Alten Driling mit Seitenschneider abknipsen, neuen Drilling mit kleinem Sprengring dran machen!
Anders gehts nicht!

Man kann übrigens gleich einen Einzelhaken dran machen, der hakt die Fische auch gut, die leicht erhöhte Fehlbissquote kriegt man über ein Plus an gelandeten Fischen wieder rein, weil weniger Aussteiger!


----------



## spin-paule (31. März 2014)

*AW: Mepps Aglia Größe = Hakengröße?*



H.Senge schrieb:


> wie tasuchst du denn die haken bei mepps spinnern aus? das interessiert mich viel mehr!



Entweder knippst du den Drilling ab und setzt einen kleinen Sprengring zwischen Haken und Öse ein





oder

Drahtstummel gerade biegen
Gewichtskörper nach oben ziehen
Haken tauschen
Gewichtskörper wieder nach unten ziehen
Drahtstummel wieder umbiegen.

Gruß
Paul


----------



## friedus (31. März 2014)

*AW: Mepps Aglia Größe = Hakengröße?*



Dakarangus schrieb:


> Alten Driling mit Seitenschneider abknipsen, neuen Drilling mit kleinem Sprengring dran machen!
> Anders gehts nicht!
> 
> Man kann übrigens gleich einen Einzelhaken dran machen, der hakt die Fische auch gut, die leicht erhöhte Fehlbissquote kriegt man über ein Plus an gelandeten Fischen wieder rein, weil weniger Aussteiger!



Genau richtig! Anders geht es nicht. Da muss ein Sprenring dran und daran am besten noch ein kleiner Karabiner um die Feder-Haken schnell zu tauschen.

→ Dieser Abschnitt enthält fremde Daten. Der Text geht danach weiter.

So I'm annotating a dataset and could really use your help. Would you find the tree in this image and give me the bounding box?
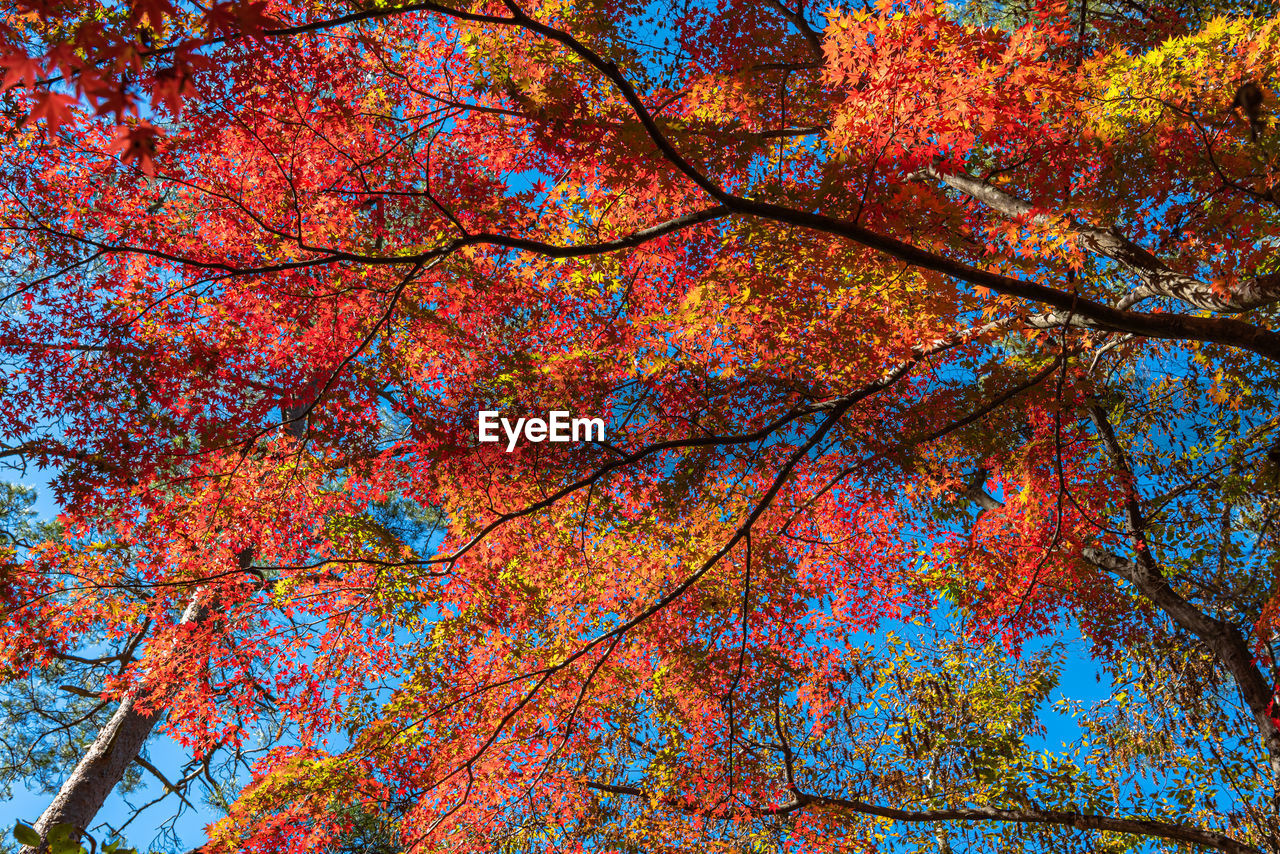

Die Geschichte mit den Einzelhaken habe ich oft gelesen. Noch öffter musste ich lesen, dass es leider das Laufverhalten beeinträchtigt.

Vielen Dank Spinn-Paule!
Eine Tabelle anhand derer man die Größe des Hakens nach cm Ablesen kann hat zufällig Niemand?


----------



## j.Breithardt (31. März 2014)

*AW: Mepps Aglia Größe = Hakengröße?*



Dakarangus schrieb:


> Alten Driling mit Seitenschneider abknipsen, neuen Drilling mit kleinem Sprengring dran machen!
> *Anders gehts nicht!*
> 
> Man kann übrigens gleich einen Einzelhaken dran machen, der hakt die Fische auch gut, die leicht erhöhte Fehlbissquote kriegt man über ein Plus an gelandeten Fischen wieder rein, weil weniger Aussteiger!


 

Geht schon, es gibt auch Drillinge (HAKEN) mit offenem Schenkel. Da fällt der Sprengring weg.


----------



## friedus (31. März 2014)

*AW: Mepps Aglia Größe = Hakengröße?*



j.Breithardt schrieb:


> Geht schon, es gibt auch Drillinge (HAKEN) mit offenem Schenkel. Da fällt der Sprengring weg.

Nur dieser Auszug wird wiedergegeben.